エアギャップバックアップの最新動向について その2
皆様、こんにちは。
株式会社カチカのオフサイト&コールドバックアップ業務担当の村島です!
梅雨が帰ってきましたね。
本当に免許の書き換えに行った日だけ梅雨だったと思っていたんですが。
だいたい免許の試験場って不便な立地にありますからね。
ただありがたいことにいまはスマホというものがあります。
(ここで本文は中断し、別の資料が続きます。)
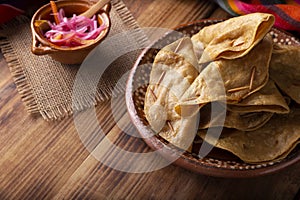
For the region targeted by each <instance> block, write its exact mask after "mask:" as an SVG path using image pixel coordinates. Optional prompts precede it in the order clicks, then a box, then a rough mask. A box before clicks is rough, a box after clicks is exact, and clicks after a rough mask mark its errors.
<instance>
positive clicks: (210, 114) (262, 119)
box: [199, 102, 273, 131]
mask: <svg viewBox="0 0 300 200" xmlns="http://www.w3.org/2000/svg"><path fill="white" fill-rule="evenodd" d="M222 109H223V110H222ZM224 109H225V110H224ZM272 116H273V113H271V112H243V113H240V112H232V111H229V110H226V107H225V106H224V105H222V104H220V103H218V102H213V103H210V104H207V105H205V106H203V107H202V108H201V110H200V122H199V129H207V128H212V127H226V128H234V129H237V130H241V131H253V130H256V129H258V128H260V127H262V126H263V125H264V124H266V123H267V122H268V121H269V120H270V119H271V117H272Z"/></svg>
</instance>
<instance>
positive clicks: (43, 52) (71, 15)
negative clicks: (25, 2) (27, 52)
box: [31, 0, 111, 64]
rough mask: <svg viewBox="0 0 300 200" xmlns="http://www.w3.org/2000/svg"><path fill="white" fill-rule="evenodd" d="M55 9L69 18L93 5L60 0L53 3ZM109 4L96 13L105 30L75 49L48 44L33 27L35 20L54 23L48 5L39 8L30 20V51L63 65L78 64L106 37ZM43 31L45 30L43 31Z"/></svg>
mask: <svg viewBox="0 0 300 200" xmlns="http://www.w3.org/2000/svg"><path fill="white" fill-rule="evenodd" d="M55 3H56V5H57V8H58V9H60V8H62V9H64V11H65V15H66V16H67V17H71V16H72V15H73V14H76V15H79V14H81V13H83V12H84V11H86V10H87V9H88V8H90V7H91V6H92V5H93V4H92V3H91V2H90V1H88V0H74V1H69V0H60V1H56V2H55ZM110 9H111V4H110V3H108V4H106V5H105V6H104V7H103V8H102V9H101V10H99V11H98V12H97V19H98V23H99V24H102V23H105V24H106V25H107V28H106V29H105V30H103V31H102V32H101V33H100V34H99V36H98V37H97V38H96V39H95V41H94V42H93V43H92V44H87V45H81V46H77V47H60V46H58V45H55V44H53V43H51V42H49V41H48V40H47V39H46V38H45V36H44V35H43V33H42V32H43V31H42V30H41V28H39V27H37V26H34V22H35V21H36V20H49V21H51V22H53V21H54V18H53V15H52V14H51V13H52V10H51V6H50V3H49V4H46V5H44V6H42V7H41V8H39V9H38V10H37V11H36V13H35V14H34V15H33V17H32V19H31V31H32V48H31V51H32V53H34V54H35V55H47V54H48V55H49V56H51V57H52V58H53V59H54V60H57V61H59V62H61V63H63V64H80V63H82V61H83V60H84V59H85V58H86V56H87V55H88V54H89V52H90V51H91V50H92V49H93V48H95V47H96V46H97V45H98V44H100V43H101V42H102V41H103V40H104V39H105V37H106V36H107V35H108V33H109V30H110V27H111V21H110V17H109V11H110ZM44 31H45V30H44Z"/></svg>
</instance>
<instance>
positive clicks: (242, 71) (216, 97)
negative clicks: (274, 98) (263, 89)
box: [176, 36, 273, 113]
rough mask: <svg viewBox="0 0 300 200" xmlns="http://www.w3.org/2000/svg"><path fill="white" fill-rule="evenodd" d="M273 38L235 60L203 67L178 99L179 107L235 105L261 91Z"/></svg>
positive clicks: (178, 107) (262, 41) (222, 62)
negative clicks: (207, 103)
mask: <svg viewBox="0 0 300 200" xmlns="http://www.w3.org/2000/svg"><path fill="white" fill-rule="evenodd" d="M272 49H273V43H272V38H271V37H270V36H266V37H265V38H264V39H263V40H262V41H261V42H260V43H259V44H257V45H256V46H255V47H254V48H253V49H252V50H251V51H250V52H249V53H248V54H247V55H245V56H243V57H241V58H237V59H234V60H225V59H220V60H218V61H214V62H211V63H210V64H208V66H207V67H206V68H204V69H203V70H202V71H201V73H200V74H199V76H198V77H197V78H196V79H195V81H194V82H193V84H192V85H191V86H190V87H189V88H188V89H187V90H186V92H185V93H184V95H183V96H182V97H181V99H180V102H179V104H178V105H177V106H176V111H177V112H178V113H181V109H182V106H187V105H195V104H198V105H200V106H202V105H205V104H207V103H210V102H213V101H227V103H229V104H236V103H238V102H240V101H241V100H242V99H245V98H246V97H248V96H250V95H251V94H253V93H255V92H257V91H258V90H260V89H261V88H263V87H264V86H265V85H266V84H267V82H268V80H269V62H270V59H271V53H272Z"/></svg>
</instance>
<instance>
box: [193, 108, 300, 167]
mask: <svg viewBox="0 0 300 200" xmlns="http://www.w3.org/2000/svg"><path fill="white" fill-rule="evenodd" d="M299 121H300V109H299V108H297V109H292V110H291V112H290V113H289V114H286V115H283V116H282V115H279V114H276V115H275V116H273V117H272V119H271V120H269V122H268V123H266V124H265V125H264V126H263V127H261V128H259V129H257V130H255V131H251V132H245V131H239V130H236V129H224V130H223V132H222V134H221V136H220V138H218V139H216V138H214V136H213V134H211V135H208V136H207V137H206V130H200V131H199V133H198V134H199V136H200V137H201V138H205V141H206V142H208V143H212V144H215V141H217V142H216V144H215V146H216V147H218V148H221V149H224V150H227V151H230V152H232V153H233V154H235V155H236V156H237V157H239V158H240V159H241V160H243V161H245V162H247V163H264V162H268V161H277V160H281V159H283V158H284V157H286V155H287V154H288V153H289V152H290V151H292V149H293V148H295V146H296V145H297V143H299V139H300V124H299Z"/></svg>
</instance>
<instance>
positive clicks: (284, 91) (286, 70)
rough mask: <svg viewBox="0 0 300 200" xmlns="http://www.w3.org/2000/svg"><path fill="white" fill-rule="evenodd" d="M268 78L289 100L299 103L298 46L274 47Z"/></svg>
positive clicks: (298, 61)
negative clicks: (277, 86)
mask: <svg viewBox="0 0 300 200" xmlns="http://www.w3.org/2000/svg"><path fill="white" fill-rule="evenodd" d="M270 78H271V79H272V80H274V81H275V83H276V84H277V85H278V87H279V88H280V89H281V90H282V91H283V92H284V93H286V94H287V95H288V96H289V97H290V98H291V99H293V100H294V101H296V102H297V103H300V46H287V45H276V46H274V51H273V54H272V58H271V62H270Z"/></svg>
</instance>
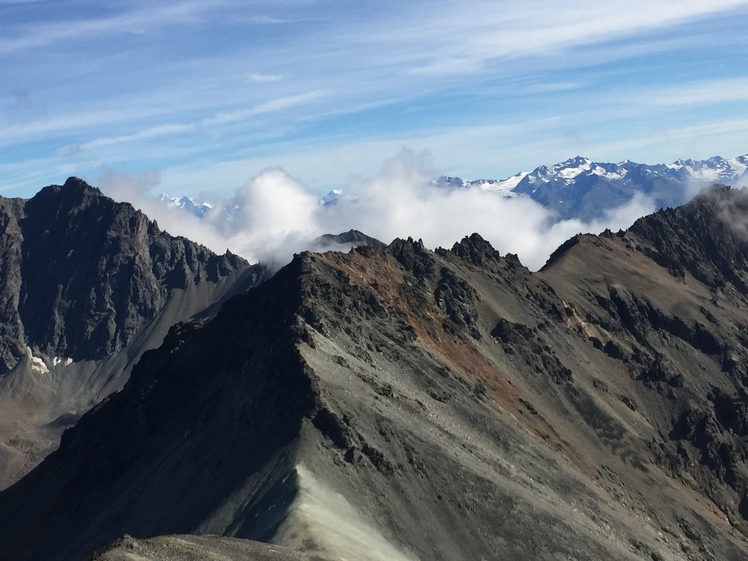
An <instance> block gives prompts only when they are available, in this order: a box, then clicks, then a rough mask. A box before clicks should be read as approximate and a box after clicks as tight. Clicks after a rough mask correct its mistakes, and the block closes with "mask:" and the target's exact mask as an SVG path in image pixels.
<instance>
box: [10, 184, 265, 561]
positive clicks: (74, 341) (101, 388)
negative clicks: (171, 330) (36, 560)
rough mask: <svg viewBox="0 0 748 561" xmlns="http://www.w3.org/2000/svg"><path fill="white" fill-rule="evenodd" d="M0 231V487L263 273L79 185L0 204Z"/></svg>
mask: <svg viewBox="0 0 748 561" xmlns="http://www.w3.org/2000/svg"><path fill="white" fill-rule="evenodd" d="M0 224H2V228H3V230H2V237H1V238H0V263H1V265H0V280H1V282H0V302H1V303H2V305H1V306H0V488H5V487H7V486H8V485H10V484H11V483H13V482H14V481H16V480H17V479H18V478H19V477H20V476H22V475H23V474H25V473H26V472H28V471H29V470H30V469H32V468H33V467H34V466H35V465H36V464H38V463H39V462H40V461H41V460H42V459H43V458H44V456H45V455H46V454H47V453H49V452H50V451H51V450H53V449H54V448H56V447H57V446H58V444H59V439H60V435H61V434H62V432H63V430H64V429H65V428H67V427H69V426H72V425H73V424H75V422H76V420H77V419H78V418H79V417H80V416H81V415H82V414H83V413H85V412H86V411H87V410H88V409H90V408H91V407H92V406H93V405H95V404H96V403H98V402H100V401H101V400H102V399H103V398H104V397H105V396H106V395H108V394H109V393H111V392H113V391H116V390H118V389H120V388H121V387H122V385H123V384H124V383H125V381H126V380H127V378H128V376H129V373H130V370H131V369H132V366H133V365H134V364H135V363H136V362H137V361H138V360H139V358H140V356H141V355H142V353H143V352H144V351H145V350H147V349H149V348H152V347H154V346H158V345H160V344H161V341H162V340H163V337H164V335H165V334H166V333H167V331H168V329H169V327H170V326H171V325H173V324H174V323H176V322H178V321H181V320H188V319H190V318H195V317H197V316H198V315H200V314H202V315H209V314H210V313H212V309H211V306H217V305H218V303H219V302H220V301H222V300H223V299H225V298H227V297H229V296H230V295H231V294H233V293H234V292H237V291H242V290H245V289H247V288H249V287H250V286H252V285H253V284H256V283H257V282H259V281H260V280H261V279H262V278H263V275H264V274H265V268H264V267H262V266H259V265H250V264H249V263H247V261H245V260H244V259H242V258H241V257H238V256H236V255H233V254H231V253H228V252H227V253H226V254H225V255H215V254H213V253H211V252H210V251H208V250H207V249H206V248H204V247H202V246H200V245H198V244H195V243H193V242H191V241H189V240H187V239H185V238H178V237H173V236H170V235H169V234H168V233H166V232H162V231H161V230H159V228H158V225H157V224H156V223H155V222H152V221H150V220H148V218H147V217H146V216H145V215H144V214H143V213H142V212H140V211H137V210H135V209H134V208H133V207H132V206H131V205H129V204H126V203H115V202H114V201H113V200H112V199H110V198H108V197H105V196H103V195H102V194H101V192H100V191H99V190H98V189H95V188H93V187H91V186H89V185H87V184H86V183H84V182H83V181H81V180H78V179H75V178H71V179H69V180H68V181H67V182H66V183H65V184H64V185H62V186H59V185H53V186H50V187H46V188H44V189H42V190H41V191H40V192H39V193H38V194H37V195H36V196H35V197H33V198H31V199H29V200H24V199H8V198H4V197H0ZM0 557H2V558H6V557H5V556H2V555H0Z"/></svg>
現在地から試験場まで最短の時間で行く経路とか検索できるんですね。
この間の書き換えも行きと帰りで違う経路になりました。
バスも空いててその点だけはありがたかったなと思います。
では、いつものやつ行っておきましょう。
1万人がそれぞれ10回サイコロを振ったとき、出る目が完全に一致するペアはいるのでしょうか?サイコロを10回振ると、出る目のパターンは6^10=6046万6176通りあることになります。ですので直感的には1万人集めたところで、目が完全に一致するペアなどいないように思えます。ところが実際に計算してみると、出た目が10回とも完全に一致するペアが存在する確率は、50%を超えます。
一般にn通りのパターンがあるものについて、一致するペアが存在する確率が約50%になるのは1.18√n人集めたときであることが知られています。この1.18√nをサイコロを10回振る場合に当てはめてみると、1.18√60466176=1.18x7776=9175.68となります。つまり9176人いれば、一致するペアがいる確率は50%を超えることになります。
こういう、一見不思議に見えても実は不思議でも何でもないことを「疑似パラドックス」なんて言います。この手のものは結構たくさんあるかもしれませんね。
では、本題に入って参りましょう。
エアギャップバックアップの基礎と進化
まず、エアギャップバックアップの基本を押さえてから、これまでどうなって現在に至るのかを確認していきましょう。
なぜデータ分離が必要なのか
エアギャップバックアップとは、バックアップデータをインターネットや社内ネットワークから物理的または論理的に分離し、オフラインの状態に保つことを指します。その究極の目的は、バックアップを完全に分離し、ハッカー、マルウェア、特にランサムウェアがアクセスできないようにすることにあります。メインシステムとの間に直接的なネットワークリンク、Wi-Fi接続、デジタルテザーが存在しないため、サイバー犯罪者がバックアップ環境に侵入することは極めて困難です。これにより、ランサムウェアがバックアップデータにアクセスして暗号化する経路がなくなり、オンライン上の脅威のリスクが大幅に軽減されます。重要データをオフラインでバックアップし、侵害されたネットワークからアクセスできないようにしつつ、データが存在するシステムから変更や削除ができないようにバックアップのセキュリティを確保することが、この戦略の核心です。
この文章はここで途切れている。